Q: My twin boys, age 7, have been on Standard M.O.P. for 10 weeks. Both are consistently dry at school now (previously almost unheard of prior to M.O.P.) and have had some completely dry days. Each boy has also had 5 or 6 dry nights since we started and both poop on their own almost every day. Based on this progress, would you suggest continuing with M.O.P. or should we move to Multi-M.O.P.?
A: I’d stay the course. You can't expect nighttime dryness to improve until daytime dryness stops, so it’s unlikely the boys could progress any faster. My rule of thumb is to change the regimen after any 30-day period without progress, burt your children are making terrific progress. If they're already pooping on their own in addition to the enema, they're "ahead" of kids who need Multi-M.O.P. I don't see a reason to step it up.
Q: Both my children have had periods of dryness at night while they were still wetting during the day. Is that out of the ordinary? Our doctor told us their accidents were behavioral.

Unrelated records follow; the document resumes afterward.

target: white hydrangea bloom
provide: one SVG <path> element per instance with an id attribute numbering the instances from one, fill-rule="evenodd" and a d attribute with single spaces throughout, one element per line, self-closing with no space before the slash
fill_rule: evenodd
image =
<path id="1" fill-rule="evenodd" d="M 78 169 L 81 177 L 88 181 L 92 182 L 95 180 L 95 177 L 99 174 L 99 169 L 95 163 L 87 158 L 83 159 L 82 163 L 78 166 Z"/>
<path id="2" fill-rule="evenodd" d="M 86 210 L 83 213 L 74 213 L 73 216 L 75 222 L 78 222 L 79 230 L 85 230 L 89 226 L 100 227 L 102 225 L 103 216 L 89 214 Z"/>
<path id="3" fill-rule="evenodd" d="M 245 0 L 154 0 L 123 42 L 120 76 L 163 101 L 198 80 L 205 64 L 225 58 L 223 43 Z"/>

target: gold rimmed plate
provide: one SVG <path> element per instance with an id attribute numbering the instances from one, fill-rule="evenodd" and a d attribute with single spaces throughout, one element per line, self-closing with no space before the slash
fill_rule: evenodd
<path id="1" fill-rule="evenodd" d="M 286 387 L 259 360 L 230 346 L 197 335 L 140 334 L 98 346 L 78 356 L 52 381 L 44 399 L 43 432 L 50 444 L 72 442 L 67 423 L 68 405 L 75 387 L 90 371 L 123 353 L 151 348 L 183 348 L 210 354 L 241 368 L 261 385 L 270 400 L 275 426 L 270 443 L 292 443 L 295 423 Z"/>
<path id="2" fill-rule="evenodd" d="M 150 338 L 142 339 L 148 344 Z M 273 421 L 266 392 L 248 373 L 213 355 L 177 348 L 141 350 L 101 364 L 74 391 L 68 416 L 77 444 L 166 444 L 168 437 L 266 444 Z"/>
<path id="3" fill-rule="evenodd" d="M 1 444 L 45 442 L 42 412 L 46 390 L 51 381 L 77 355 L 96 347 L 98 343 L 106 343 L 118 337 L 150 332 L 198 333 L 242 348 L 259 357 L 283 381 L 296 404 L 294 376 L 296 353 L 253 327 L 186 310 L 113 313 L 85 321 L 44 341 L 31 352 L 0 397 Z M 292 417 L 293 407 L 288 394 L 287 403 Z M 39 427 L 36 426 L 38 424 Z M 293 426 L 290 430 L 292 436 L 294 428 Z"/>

A: Though most children with daytime wetting also wet overnight, there are a surprising number of children who experience daytime wetting only, and their accidents are often mistakenly perceived as behavioral. Parents and even many doctors assume that if a child can sleep 10 hours without peeing, the child should be able to stay dry during the day and therefore must be “acting out” or ignoring signals to pee.
But that’s not the case. If you x-ray these kids, you’ll see the same clogged, stretched rectum typical of children with bedwetting only. Overactive bladders don’t follow rules! My guess is that kids with daytime but not nighttime wetting sleep in a position that renders their bladder nerves less aggravated at night. Regardless of whether the child wets overnight or during the day or both, treatment is the same.